Arts and Entertainment

“Do Revenge” Is a Breath of Fresh Air

“Do Revenge” is a snappy teen drama and a social commentary on current issues.

Reading Time: 3 minutes

“Do Revenge” is Netflix’s newest drama-ridden teen movie, featuring popular girl Drea Torres (Camila Mendes) and social outcast Eleanor Levetan (Maya Hawke), who team up to take revenge on each other’s enemies. From over the top pastel outfits to snappy one-liners, “Do Revenge” sets a new precedent for teen movies with its important message to viewers while managing to produce Pinterest-worthy screencaps.

Drea’s high school life is anything but the glitz and glamor shown onscreen: her “it girl” façade is a defense mechanism that allows her to fit in at her posh school despite her humble background. Things go awry when her boyfriend, high school golden boy Max (Austin Abrams), leaks an explicit video of her to the whole school, pushing Drea to look for a way to retaliate and destroy Max’s reputation. When Drea meets Eleanor at a summer tennis camp, they quickly become friends and vow to take down each other’s enemies.

Under Drea’s tutelage, Eleanor climbs to the top of the high school’s social hierarchy and infiltrates Drea’s former friend group, all in the hopes of exposing Max’s true character. Meanwhile, Drea plots to take down Eleanor’s childhood crush, Carissa (Ava Capri), who Eleanor claims outed her by spreading a rumor that she held her down and tried to kiss her. This disastrous love story juxtaposes Drea’s budding relationship with Carissa’s best friend, Russ.

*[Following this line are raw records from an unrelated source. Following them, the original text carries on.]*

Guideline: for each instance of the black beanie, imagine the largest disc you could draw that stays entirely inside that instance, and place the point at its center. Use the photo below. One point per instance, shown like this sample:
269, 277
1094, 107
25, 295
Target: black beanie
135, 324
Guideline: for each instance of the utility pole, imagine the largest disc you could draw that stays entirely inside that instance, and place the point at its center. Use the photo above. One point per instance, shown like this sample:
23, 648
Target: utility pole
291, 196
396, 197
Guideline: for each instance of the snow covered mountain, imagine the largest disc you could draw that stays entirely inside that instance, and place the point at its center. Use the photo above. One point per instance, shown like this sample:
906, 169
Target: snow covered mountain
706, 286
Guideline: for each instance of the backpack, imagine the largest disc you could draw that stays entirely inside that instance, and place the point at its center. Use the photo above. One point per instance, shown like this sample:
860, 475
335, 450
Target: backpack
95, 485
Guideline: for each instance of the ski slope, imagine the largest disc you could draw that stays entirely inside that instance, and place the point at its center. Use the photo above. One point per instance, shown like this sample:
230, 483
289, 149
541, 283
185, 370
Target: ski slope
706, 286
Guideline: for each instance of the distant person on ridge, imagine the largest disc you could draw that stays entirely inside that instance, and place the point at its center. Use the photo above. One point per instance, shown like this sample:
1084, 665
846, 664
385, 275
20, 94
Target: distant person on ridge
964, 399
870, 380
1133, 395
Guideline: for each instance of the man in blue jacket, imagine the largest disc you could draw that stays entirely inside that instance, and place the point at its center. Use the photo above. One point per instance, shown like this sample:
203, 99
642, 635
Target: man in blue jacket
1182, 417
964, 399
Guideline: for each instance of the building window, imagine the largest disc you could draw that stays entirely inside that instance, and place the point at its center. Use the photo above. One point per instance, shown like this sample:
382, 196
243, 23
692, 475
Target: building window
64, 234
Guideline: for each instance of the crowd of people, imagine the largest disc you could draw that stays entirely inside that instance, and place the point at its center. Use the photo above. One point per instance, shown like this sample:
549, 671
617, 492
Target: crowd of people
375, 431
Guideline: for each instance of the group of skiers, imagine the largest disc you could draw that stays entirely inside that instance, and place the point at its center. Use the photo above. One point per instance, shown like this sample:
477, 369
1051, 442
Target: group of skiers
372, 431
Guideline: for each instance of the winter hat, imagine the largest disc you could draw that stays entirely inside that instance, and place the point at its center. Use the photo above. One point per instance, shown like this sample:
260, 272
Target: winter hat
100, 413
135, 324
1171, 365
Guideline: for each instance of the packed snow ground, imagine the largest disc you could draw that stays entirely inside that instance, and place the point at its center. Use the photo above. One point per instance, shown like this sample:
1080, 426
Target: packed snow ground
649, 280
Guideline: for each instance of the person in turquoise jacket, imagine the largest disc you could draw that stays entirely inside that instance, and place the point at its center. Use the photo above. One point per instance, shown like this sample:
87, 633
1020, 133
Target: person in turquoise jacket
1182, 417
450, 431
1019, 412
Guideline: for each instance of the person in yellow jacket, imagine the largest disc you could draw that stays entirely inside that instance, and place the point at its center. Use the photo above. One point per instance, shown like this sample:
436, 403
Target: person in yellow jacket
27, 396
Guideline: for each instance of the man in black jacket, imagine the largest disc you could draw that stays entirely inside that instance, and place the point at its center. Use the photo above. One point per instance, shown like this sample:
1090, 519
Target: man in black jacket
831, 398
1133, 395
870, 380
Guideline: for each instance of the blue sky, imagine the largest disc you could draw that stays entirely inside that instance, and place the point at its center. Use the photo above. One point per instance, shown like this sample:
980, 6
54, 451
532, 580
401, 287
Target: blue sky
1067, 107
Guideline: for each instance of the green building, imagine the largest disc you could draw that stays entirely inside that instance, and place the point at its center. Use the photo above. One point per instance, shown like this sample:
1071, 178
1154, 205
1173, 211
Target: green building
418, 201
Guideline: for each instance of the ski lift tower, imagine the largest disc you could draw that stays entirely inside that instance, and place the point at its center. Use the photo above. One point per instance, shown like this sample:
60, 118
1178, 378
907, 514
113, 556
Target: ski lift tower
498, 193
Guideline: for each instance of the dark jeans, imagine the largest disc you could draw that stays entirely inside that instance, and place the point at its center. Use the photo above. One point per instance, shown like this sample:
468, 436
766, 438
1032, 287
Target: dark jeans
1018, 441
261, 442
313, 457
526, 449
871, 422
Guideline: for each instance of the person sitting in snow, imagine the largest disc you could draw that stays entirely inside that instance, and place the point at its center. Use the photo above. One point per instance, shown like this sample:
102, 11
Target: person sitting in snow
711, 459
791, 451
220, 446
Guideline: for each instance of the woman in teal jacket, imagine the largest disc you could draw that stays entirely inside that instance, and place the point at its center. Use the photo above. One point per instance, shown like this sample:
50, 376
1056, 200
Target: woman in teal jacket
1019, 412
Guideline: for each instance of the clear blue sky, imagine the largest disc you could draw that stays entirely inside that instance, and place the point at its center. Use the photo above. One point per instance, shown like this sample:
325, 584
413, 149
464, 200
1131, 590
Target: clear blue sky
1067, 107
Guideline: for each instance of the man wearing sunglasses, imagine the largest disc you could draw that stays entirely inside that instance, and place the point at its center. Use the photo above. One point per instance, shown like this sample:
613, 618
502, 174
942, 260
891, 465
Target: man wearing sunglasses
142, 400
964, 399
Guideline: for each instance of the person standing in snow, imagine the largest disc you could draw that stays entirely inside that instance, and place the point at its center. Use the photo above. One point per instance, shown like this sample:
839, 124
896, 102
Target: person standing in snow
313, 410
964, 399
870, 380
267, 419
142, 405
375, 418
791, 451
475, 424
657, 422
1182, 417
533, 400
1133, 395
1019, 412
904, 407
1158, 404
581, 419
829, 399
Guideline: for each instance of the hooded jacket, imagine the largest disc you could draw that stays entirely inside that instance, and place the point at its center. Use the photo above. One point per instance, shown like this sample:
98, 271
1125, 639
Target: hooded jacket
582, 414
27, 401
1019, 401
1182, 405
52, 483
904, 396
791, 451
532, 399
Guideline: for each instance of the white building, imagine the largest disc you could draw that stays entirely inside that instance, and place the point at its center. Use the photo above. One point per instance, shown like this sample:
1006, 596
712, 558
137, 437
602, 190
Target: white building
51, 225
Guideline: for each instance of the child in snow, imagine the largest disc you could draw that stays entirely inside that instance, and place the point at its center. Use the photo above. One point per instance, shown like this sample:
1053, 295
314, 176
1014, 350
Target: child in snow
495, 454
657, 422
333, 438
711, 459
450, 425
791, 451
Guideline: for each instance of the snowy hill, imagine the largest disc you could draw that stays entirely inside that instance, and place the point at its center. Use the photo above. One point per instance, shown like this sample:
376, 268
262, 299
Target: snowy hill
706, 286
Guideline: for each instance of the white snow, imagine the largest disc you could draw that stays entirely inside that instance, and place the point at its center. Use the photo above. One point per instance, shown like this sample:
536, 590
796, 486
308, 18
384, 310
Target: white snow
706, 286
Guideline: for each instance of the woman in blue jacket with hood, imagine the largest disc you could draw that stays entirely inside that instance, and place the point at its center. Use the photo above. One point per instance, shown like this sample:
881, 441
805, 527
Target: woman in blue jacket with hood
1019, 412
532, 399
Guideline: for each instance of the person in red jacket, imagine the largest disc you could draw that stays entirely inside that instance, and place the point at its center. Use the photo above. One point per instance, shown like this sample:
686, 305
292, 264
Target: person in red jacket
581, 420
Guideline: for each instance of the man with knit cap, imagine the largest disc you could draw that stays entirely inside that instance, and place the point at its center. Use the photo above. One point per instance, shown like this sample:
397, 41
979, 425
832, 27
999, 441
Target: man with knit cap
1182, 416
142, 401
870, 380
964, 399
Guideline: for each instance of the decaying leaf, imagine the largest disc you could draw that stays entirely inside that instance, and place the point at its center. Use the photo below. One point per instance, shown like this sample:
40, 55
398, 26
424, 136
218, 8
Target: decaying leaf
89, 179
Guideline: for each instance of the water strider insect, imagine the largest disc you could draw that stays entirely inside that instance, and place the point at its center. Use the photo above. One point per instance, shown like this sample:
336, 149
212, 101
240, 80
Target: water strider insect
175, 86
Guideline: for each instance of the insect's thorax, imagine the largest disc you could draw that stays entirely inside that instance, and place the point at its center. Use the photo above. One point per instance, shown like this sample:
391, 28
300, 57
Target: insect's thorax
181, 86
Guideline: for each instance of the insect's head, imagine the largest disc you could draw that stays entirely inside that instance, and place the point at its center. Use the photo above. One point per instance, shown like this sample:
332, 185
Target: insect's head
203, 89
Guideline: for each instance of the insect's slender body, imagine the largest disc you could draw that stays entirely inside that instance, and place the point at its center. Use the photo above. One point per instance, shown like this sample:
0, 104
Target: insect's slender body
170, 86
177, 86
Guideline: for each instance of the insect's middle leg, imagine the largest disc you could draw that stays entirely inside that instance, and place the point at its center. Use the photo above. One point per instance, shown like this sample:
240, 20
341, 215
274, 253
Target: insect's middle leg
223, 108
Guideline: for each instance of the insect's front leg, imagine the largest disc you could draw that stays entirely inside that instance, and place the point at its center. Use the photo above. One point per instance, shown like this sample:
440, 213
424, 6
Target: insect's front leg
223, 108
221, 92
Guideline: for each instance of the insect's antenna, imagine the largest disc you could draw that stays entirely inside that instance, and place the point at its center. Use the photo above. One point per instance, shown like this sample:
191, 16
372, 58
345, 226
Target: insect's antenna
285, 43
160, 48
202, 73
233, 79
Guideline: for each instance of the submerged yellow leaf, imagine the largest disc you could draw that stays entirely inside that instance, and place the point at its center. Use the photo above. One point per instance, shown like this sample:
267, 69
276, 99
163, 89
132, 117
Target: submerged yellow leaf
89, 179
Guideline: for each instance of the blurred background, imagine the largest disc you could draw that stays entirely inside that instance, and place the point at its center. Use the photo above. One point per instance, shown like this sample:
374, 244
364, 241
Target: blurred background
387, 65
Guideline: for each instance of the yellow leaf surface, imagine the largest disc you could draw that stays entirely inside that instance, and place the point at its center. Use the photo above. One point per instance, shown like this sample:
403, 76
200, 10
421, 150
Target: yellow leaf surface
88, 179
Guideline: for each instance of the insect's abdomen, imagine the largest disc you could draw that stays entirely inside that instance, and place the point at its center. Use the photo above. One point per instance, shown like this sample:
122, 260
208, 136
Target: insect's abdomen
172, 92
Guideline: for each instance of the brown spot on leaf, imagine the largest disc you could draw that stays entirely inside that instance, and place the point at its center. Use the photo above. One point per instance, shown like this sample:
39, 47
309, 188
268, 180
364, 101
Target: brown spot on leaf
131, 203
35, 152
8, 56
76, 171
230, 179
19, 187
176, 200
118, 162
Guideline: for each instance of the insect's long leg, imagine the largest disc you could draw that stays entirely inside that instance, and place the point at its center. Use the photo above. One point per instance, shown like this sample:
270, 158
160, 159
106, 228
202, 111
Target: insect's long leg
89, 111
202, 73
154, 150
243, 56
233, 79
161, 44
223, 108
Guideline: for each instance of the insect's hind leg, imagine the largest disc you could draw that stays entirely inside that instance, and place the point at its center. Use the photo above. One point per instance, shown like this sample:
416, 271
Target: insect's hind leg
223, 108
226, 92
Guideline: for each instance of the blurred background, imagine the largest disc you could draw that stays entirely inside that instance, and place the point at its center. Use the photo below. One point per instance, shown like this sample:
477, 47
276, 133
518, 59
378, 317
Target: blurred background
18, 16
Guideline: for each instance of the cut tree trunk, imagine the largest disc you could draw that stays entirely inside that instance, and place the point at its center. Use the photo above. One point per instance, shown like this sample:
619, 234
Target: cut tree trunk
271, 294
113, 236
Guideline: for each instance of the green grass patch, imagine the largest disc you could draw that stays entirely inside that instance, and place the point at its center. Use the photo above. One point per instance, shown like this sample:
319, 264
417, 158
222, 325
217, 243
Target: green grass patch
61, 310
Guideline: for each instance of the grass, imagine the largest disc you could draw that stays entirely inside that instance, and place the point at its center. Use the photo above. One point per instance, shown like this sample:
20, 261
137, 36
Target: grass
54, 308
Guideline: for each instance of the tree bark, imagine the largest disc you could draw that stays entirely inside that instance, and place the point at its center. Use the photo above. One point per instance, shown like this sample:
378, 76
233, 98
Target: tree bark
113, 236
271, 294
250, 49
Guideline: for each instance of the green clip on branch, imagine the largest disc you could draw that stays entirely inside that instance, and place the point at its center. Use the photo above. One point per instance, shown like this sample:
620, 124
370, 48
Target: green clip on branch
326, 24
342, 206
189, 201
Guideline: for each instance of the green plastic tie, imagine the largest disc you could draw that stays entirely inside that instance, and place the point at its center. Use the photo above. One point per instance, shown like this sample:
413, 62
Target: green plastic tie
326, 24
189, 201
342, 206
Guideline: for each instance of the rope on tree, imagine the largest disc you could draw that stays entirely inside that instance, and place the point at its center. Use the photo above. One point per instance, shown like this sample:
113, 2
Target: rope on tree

An homage to the teen dramas of the ‘90s and 2000s, “Do Revenge” combines all of the beloved aspects of its predecessors: extravagant queen bees, campy costumes, and problematic makeovers, elevated by a touch of modernity to appeal to today’s teens. Not only is the tour of the school’s cliques at the beginning of the film a nod to “Mean Girls” (2004), but the outfits draw inspiration from “Clueless” (1995). Additionally, Rosehill’s Horowitz Hall is a clear homage to Cher’s surname. The pastel plaid skirts and ties, metallic-mini dresses, ruffled tops, and excessive floral prints are simultaneously modern and vintage, building on the film’s “Y2K” aesthetic.

The soundtrack of “Do Revenge” is also an eclectic fusion of both nostalgic and contemporary songs. “Do Revenge” features ‘90s songs like Fatboy Slim’s “Praise You” (1998) and Meredith Brooks’s “Bitch” (1997), as well as modern hits such as Olivia Rodrigo’s “brutal” (2021) and “Happier Than Ever” (2021) by Billie Eilish. The songs from different eras juxtapose well with each other to demonstrate the inspiration the movie draws from iconic teen movies, as well as the new direction it forges.

The issues covered in the film ring true today more than ever: cyber safety, privacy, performative activism, and bullying are all explored with masterful acting. Viewers see both Drea and Eleanor break down about their relatable battles with the high school hierarchy, and the challenges that come with having to balance social dynamics with their own unique ambitions. Likewise, when Drea expresses intense rage at her rejection from Yale, viewers can empathize with her frustration, as many also struggle with the fear that their hard work will not pay off. Additionally, when Max attempts to restore his public image by creating the CIS Hetero Men Championing Female Identifying Students League, it is obvious he is doing so for social capital, highlighting the hypocrisy in his cruel treatment of Drea. The film also raises issues of class and privilege, depicting how easily the wealthy go unpunished for their actions. Drea herself points out that it will be far easier to take down Carissa than Max given his wealth, popularity, race, and gender.

“Do Revenge” is one of the better teen movies Netflix has released, with its fun ‘90s references and message of taking responsibility for your mistakes. The movie tackles themes such as privilege and friendship dynamics effectively and sincerely, making “Do Revenge” a worthwhile and entertaining watch.